Alex Kapter
- Kapter in 1946

No. 39
- Position: Guard

Personal information
- Born: March 26, 1922 Waukegan, Illinois, U.S.
- Died: July 25, 2005 (aged 83) Thousand Oaks, California, U.S.
- Listed height: 6 ft 0 in (1.83 m)
- Listed weight: 205 lb (93 kg)

Career information
- High school: Waukegan
- College: Northwestern
- NFL draft: 1944 (21st round, 211th overall pick)

Career history
- Cleveland Browns (1946);

Awards and highlights
- AAFC champion (1946); Second-team All-Big Ten (1943);

Career NFL statistics
- Games played: 6
- Stats at Pro Football Reference

= Alex Kapter =

American football player (1922–2005)

Alexander Joe Kapter (March 26, 1922 – July 26, 2005) was an American professional football player who was a guard for one season with the Cleveland Browns of the All-America Football Conference (AAFC).

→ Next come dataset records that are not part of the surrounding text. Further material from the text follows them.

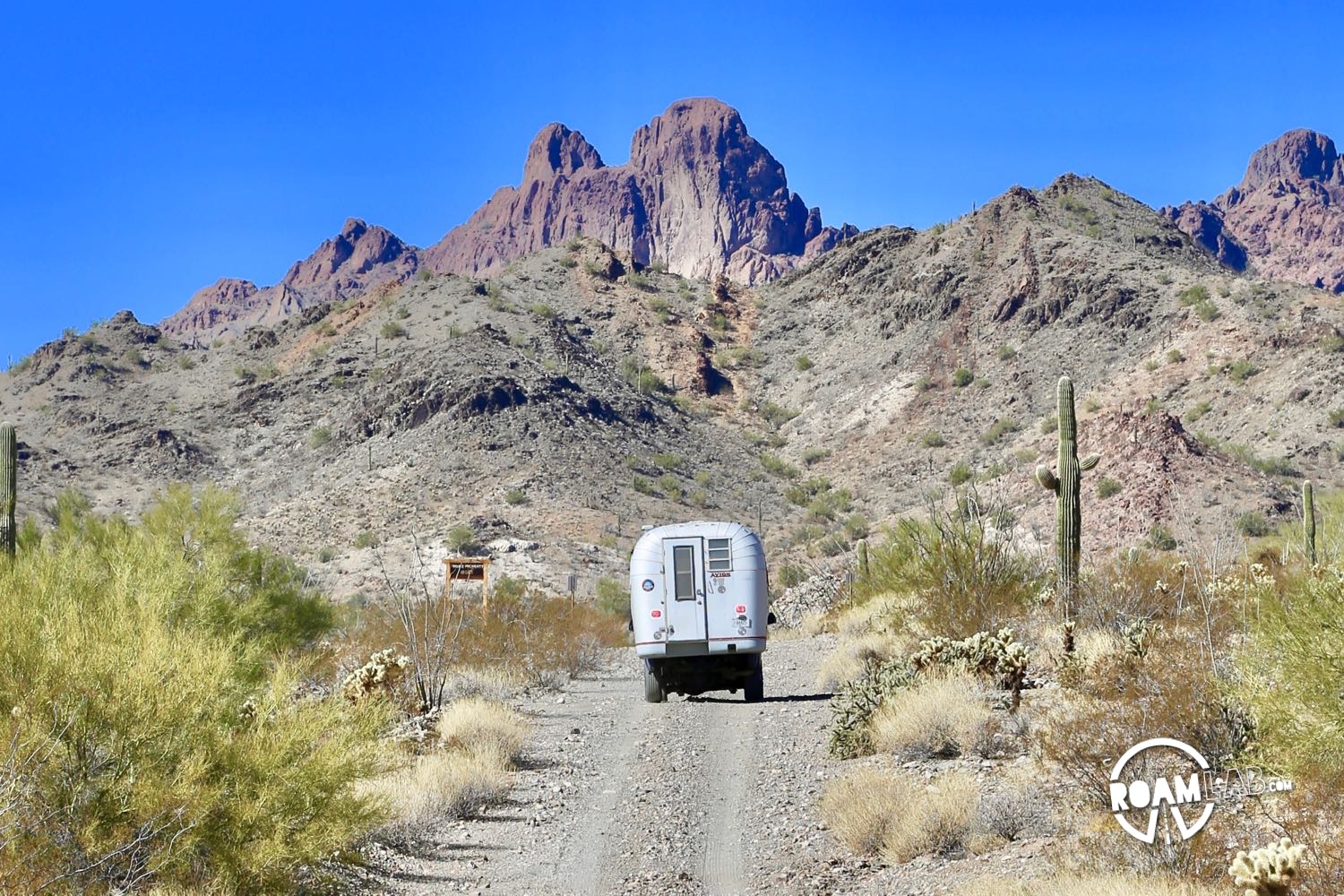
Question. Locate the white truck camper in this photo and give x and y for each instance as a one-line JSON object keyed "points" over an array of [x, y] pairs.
{"points": [[699, 607]]}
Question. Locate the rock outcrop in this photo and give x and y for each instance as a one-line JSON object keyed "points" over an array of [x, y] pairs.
{"points": [[699, 194], [1287, 217], [351, 261]]}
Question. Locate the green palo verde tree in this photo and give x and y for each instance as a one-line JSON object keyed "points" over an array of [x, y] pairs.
{"points": [[1066, 482]]}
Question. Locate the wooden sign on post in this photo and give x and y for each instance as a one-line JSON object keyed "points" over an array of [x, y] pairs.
{"points": [[468, 570]]}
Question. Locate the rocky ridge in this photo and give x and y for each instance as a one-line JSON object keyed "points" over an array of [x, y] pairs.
{"points": [[1284, 218]]}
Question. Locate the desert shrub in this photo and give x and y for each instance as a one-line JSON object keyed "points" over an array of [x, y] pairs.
{"points": [[814, 454], [937, 716], [860, 806], [169, 742], [475, 724], [1002, 427], [671, 487], [1253, 524], [1241, 371], [1161, 538], [1292, 665], [435, 788], [461, 538], [613, 598], [932, 438], [960, 565], [1125, 699], [792, 573], [774, 465], [1207, 311], [900, 817], [1193, 296], [776, 416], [1012, 810], [669, 461], [639, 375]]}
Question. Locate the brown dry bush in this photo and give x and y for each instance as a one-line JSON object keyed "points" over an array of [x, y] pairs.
{"points": [[960, 564], [898, 815], [937, 716], [1172, 692], [524, 633]]}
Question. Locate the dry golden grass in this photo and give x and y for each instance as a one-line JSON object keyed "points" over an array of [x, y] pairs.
{"points": [[476, 726], [875, 810], [438, 786], [938, 716], [1086, 885]]}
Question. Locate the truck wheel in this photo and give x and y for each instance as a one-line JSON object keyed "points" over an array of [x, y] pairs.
{"points": [[653, 691], [754, 686]]}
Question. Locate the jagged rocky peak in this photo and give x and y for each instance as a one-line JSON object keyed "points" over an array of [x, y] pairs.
{"points": [[1295, 158], [558, 152], [698, 194], [1285, 218], [355, 258]]}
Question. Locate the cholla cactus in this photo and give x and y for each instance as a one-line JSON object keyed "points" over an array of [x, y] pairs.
{"points": [[857, 702], [1136, 638], [381, 673], [1268, 871], [984, 653], [1066, 482]]}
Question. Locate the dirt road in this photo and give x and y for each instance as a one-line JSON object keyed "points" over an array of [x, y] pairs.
{"points": [[694, 796]]}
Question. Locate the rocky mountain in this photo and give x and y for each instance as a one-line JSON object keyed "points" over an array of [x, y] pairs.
{"points": [[572, 398], [699, 194], [1285, 217], [347, 263]]}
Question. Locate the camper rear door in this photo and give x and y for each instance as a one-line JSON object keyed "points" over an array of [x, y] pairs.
{"points": [[683, 559]]}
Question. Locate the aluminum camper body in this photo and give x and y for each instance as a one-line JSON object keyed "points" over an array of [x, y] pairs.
{"points": [[699, 608]]}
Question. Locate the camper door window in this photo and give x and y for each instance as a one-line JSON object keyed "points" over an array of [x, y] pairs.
{"points": [[720, 555], [683, 573]]}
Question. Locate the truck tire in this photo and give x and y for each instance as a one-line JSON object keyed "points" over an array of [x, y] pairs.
{"points": [[653, 691], [754, 688]]}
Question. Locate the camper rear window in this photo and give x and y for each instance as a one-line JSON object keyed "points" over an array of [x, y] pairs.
{"points": [[720, 555], [683, 573]]}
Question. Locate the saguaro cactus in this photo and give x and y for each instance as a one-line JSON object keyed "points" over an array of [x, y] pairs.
{"points": [[1308, 522], [8, 485], [1066, 482]]}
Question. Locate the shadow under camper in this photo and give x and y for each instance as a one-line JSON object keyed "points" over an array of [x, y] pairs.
{"points": [[699, 608]]}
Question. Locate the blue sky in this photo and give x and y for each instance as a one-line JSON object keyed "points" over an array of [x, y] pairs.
{"points": [[147, 153]]}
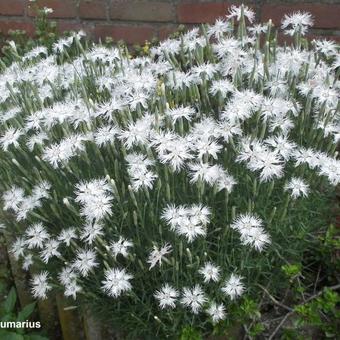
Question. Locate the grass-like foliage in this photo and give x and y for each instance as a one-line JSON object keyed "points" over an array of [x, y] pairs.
{"points": [[165, 191]]}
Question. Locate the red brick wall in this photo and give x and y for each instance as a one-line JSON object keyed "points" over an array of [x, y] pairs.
{"points": [[139, 20]]}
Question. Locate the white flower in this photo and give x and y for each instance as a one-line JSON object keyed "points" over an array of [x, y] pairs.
{"points": [[251, 230], [219, 29], [189, 222], [236, 11], [210, 272], [193, 298], [36, 235], [216, 312], [13, 198], [95, 197], [121, 247], [221, 86], [297, 187], [297, 22], [66, 235], [175, 152], [166, 296], [116, 282], [233, 287], [40, 285], [85, 261], [67, 275], [10, 137], [50, 250], [157, 255]]}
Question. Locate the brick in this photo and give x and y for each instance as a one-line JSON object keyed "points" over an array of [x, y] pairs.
{"points": [[142, 11], [195, 13], [282, 38], [63, 26], [325, 15], [165, 31], [12, 7], [92, 9], [7, 25], [130, 34], [61, 8]]}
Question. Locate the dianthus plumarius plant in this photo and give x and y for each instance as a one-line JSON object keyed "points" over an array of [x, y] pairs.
{"points": [[166, 189]]}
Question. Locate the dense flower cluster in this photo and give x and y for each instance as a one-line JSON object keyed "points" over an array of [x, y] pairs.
{"points": [[152, 179]]}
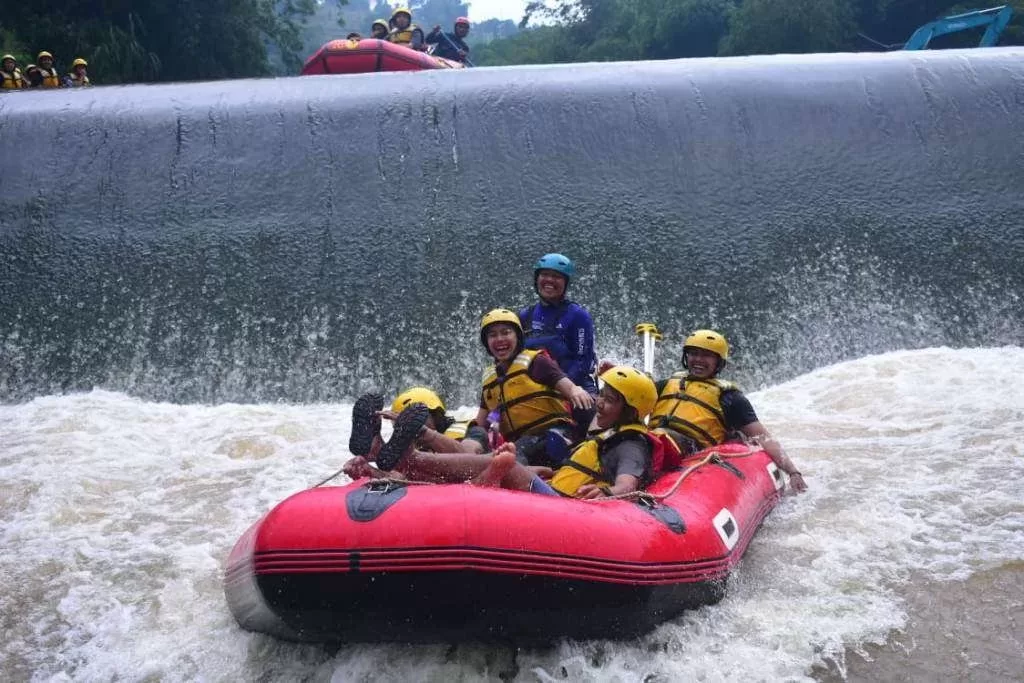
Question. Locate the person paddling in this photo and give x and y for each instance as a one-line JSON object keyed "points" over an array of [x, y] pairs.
{"points": [[403, 32], [527, 392], [562, 328], [697, 410], [614, 462], [451, 45]]}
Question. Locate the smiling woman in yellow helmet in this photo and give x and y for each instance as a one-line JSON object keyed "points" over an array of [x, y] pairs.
{"points": [[613, 462], [47, 70], [525, 394], [403, 32], [78, 77], [10, 75], [698, 410]]}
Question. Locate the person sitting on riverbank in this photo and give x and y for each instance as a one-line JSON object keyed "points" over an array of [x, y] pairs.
{"points": [[10, 75], [47, 71], [614, 462], [451, 45], [379, 30], [403, 32], [699, 411]]}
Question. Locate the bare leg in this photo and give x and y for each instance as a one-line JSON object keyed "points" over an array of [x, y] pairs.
{"points": [[500, 466], [443, 466]]}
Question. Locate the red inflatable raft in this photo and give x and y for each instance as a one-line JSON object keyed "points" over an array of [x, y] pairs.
{"points": [[360, 56], [379, 561]]}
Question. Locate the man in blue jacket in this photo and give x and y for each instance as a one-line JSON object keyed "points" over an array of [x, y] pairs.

Kapter played college football for the Northwestern Wildcats and joined the Browns after a stint in the U.S. Navy during World War II. Cleveland won the AAFC championship in 1946, his only season as a professional football player.

==College career==

Kapter attended Northwestern University, where he played for the Wildcats. He started play as a sophomore year in 1941, but only became the team's regular left guard in 1942. Kapter entered the U.S. Navy in 1943, but was allowed to stay at Northwestern along with the football team's quarterback, Otto Graham, to finish the season. Kapter played in the College All-Star Game in 1943 and was named to the team again in 1944. The Navy barred him from participating in the 1944 game, however, because of a rule that disallowed any activity that would require an absence of 48 hours or more.

==Professional career==

Kapter was selected in the 21st round of the 1944 NFL draft by the Detroit Lions, but military service delayed his entry into the professional ranks. He signed in 1946 to play for the Cleveland Browns, a team under formation in the new All-America Football Conference. Otto Graham, Kapter's teammate at Northwestern, also signed with the Browns. During the 1946 season, Kapter alternated on occasion with Bill Willis at right guard when Willis came down with strep throat. The Browns won the AAFC championship that year.